Roger Boulter’s recent book draft (on www.boulter.co.nz) won a 2020 WSP Golden Foot Award. This post outlines some issues covered in the seventh of twelve chapters.
‘Integrated’ transport planning: honoured in the breach
The idea of ‘integrated’ transport planning – planning for different forms of transport together – came in the late 1980s as traffic modelling became sophisticated enough to test out whether public transport projects might be able to take some of the demand for travel, rather than it all being met through road-building. Environmental concerns also prompted a search for more benign transport; and it was already becoming clear that building more roads prompted more travel demand.
Early ‘integrated’ transport studies were collaborations between a roading authority (typically a city council) and a public transport authority (typically covering a whole conurbation). From the start these were criticised as over-pragmatic combinations between those different bodies’ favoured projects, compiled into a share programme.
They were also criticised for excluding lay public input, and omitting walking and cycling altogether from consideration. These studies were, like transport planning had always been, driven by analysis of technical data. Contributing people’s views was not easily taken into account in an essentially technical exercise, and there was little or no data on numbers walking or cycling.

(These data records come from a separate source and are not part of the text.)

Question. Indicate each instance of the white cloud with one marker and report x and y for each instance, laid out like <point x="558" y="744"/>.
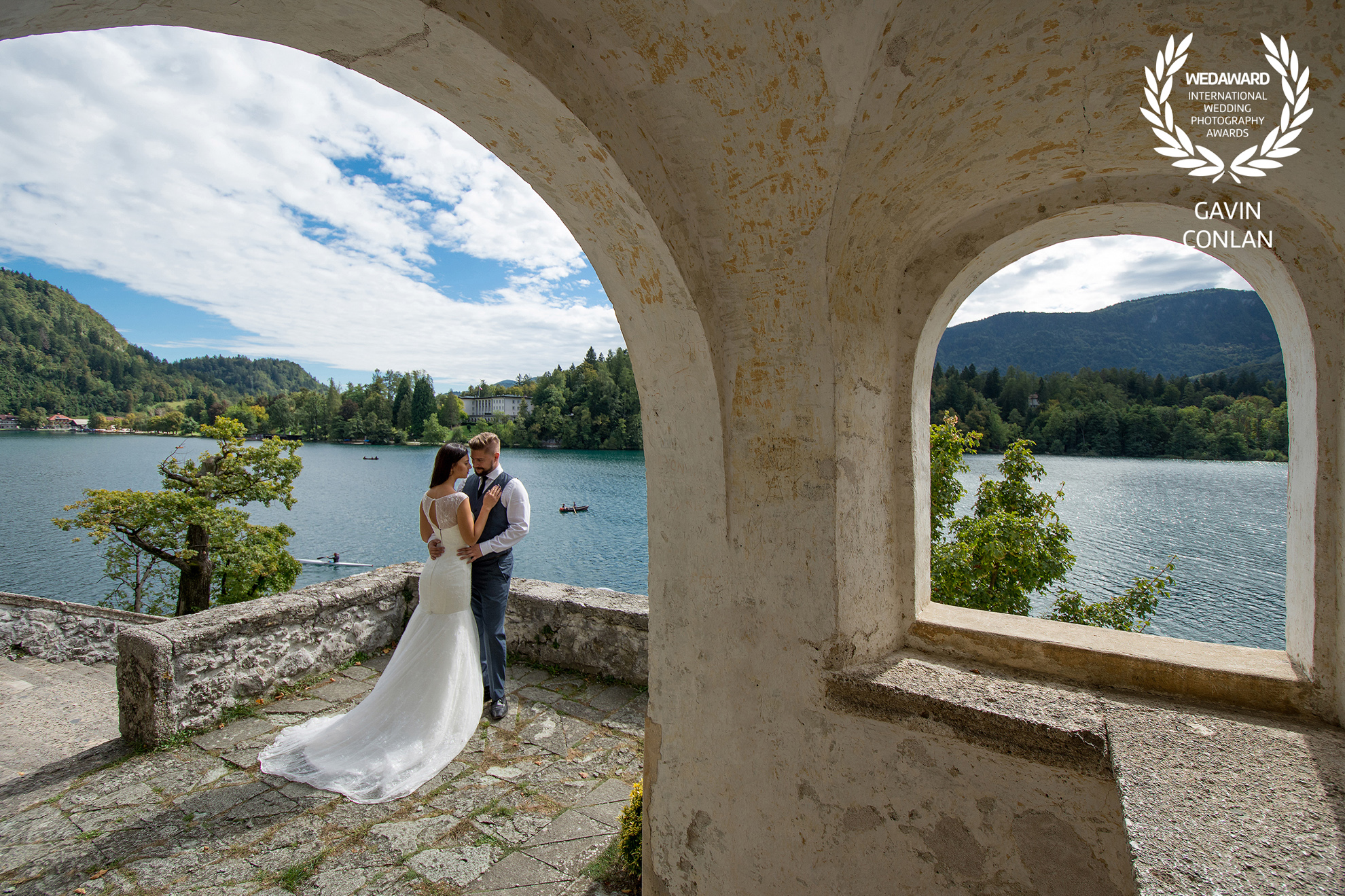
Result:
<point x="1086" y="275"/>
<point x="299" y="201"/>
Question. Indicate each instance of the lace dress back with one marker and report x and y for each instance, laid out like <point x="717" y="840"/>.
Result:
<point x="424" y="708"/>
<point x="446" y="583"/>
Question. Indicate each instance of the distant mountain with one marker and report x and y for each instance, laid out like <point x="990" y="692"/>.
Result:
<point x="60" y="354"/>
<point x="1183" y="334"/>
<point x="240" y="374"/>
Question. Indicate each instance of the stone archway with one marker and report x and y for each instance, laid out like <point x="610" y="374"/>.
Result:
<point x="1272" y="279"/>
<point x="776" y="198"/>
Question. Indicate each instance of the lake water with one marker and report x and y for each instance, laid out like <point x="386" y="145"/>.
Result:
<point x="363" y="509"/>
<point x="1224" y="521"/>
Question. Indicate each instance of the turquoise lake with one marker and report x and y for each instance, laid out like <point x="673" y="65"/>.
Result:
<point x="1224" y="521"/>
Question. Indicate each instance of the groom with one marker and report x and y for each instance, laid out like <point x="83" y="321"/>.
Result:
<point x="491" y="558"/>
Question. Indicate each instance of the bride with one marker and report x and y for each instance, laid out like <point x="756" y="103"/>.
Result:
<point x="424" y="708"/>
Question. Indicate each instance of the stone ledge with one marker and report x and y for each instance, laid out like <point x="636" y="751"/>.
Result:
<point x="27" y="602"/>
<point x="185" y="672"/>
<point x="1213" y="798"/>
<point x="1043" y="723"/>
<point x="61" y="630"/>
<point x="1246" y="677"/>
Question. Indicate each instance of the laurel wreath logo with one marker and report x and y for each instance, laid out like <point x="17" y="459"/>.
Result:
<point x="1202" y="162"/>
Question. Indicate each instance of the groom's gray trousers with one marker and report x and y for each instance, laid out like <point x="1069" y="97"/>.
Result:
<point x="490" y="598"/>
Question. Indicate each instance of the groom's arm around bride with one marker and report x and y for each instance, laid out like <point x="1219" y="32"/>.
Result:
<point x="492" y="558"/>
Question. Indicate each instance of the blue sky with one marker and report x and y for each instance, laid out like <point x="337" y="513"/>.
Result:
<point x="213" y="194"/>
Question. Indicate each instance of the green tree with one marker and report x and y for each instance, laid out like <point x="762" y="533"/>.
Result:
<point x="198" y="513"/>
<point x="435" y="432"/>
<point x="451" y="411"/>
<point x="1010" y="547"/>
<point x="141" y="583"/>
<point x="401" y="416"/>
<point x="1132" y="610"/>
<point x="256" y="564"/>
<point x="421" y="404"/>
<point x="34" y="418"/>
<point x="947" y="446"/>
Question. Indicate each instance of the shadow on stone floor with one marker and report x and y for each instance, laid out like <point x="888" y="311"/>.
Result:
<point x="526" y="806"/>
<point x="57" y="775"/>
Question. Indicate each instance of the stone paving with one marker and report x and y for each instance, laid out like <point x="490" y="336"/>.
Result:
<point x="526" y="806"/>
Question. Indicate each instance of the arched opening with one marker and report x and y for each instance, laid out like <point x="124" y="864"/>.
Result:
<point x="1160" y="392"/>
<point x="1272" y="280"/>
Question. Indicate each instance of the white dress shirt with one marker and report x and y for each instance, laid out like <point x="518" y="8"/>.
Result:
<point x="514" y="498"/>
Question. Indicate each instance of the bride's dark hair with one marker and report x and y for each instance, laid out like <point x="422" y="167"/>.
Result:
<point x="446" y="461"/>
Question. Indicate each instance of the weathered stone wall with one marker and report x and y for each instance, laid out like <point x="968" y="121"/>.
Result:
<point x="185" y="672"/>
<point x="591" y="630"/>
<point x="182" y="673"/>
<point x="60" y="630"/>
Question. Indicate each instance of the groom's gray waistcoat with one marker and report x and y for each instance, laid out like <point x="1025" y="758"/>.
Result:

More recently in New Zealand, we have seen multi-modal planning exercises for major centres, such as Let’s Get Wellington Moving or the Auckland Transport Alignment Project. These have been driven by a desire to harmonise central government’s state highway proposals with more local bodies’ proposals for public transport. Walking and cycling have been included, and there has been public consultation, but sometimes politically unpalatable choices have been avoided. For example, consultation on the Wellington exercise did not allow for a choice between public transport and roading even in the CBD (just a choice between different levels of mixed roading/ public transport investment) and there was no coverage at all of whether commuter corridors north of a limited study area were to be based on roading or rail service investment; despite this being a very influential factor in CBD traffic levels. In this situation different projects may work against each other, giving the road congestion, inadequate public transport, and poor walking and cycling environments we have always had.
The One Network Road Classification and Network Operating Plans/ Frameworks also attempt integration by placing different network requirements together, sometimes in map-based form. Providing for all these requirements may in practical terms be impossible. In default of more explicit criteria, these exercises may continue to give main priority to mass car transport.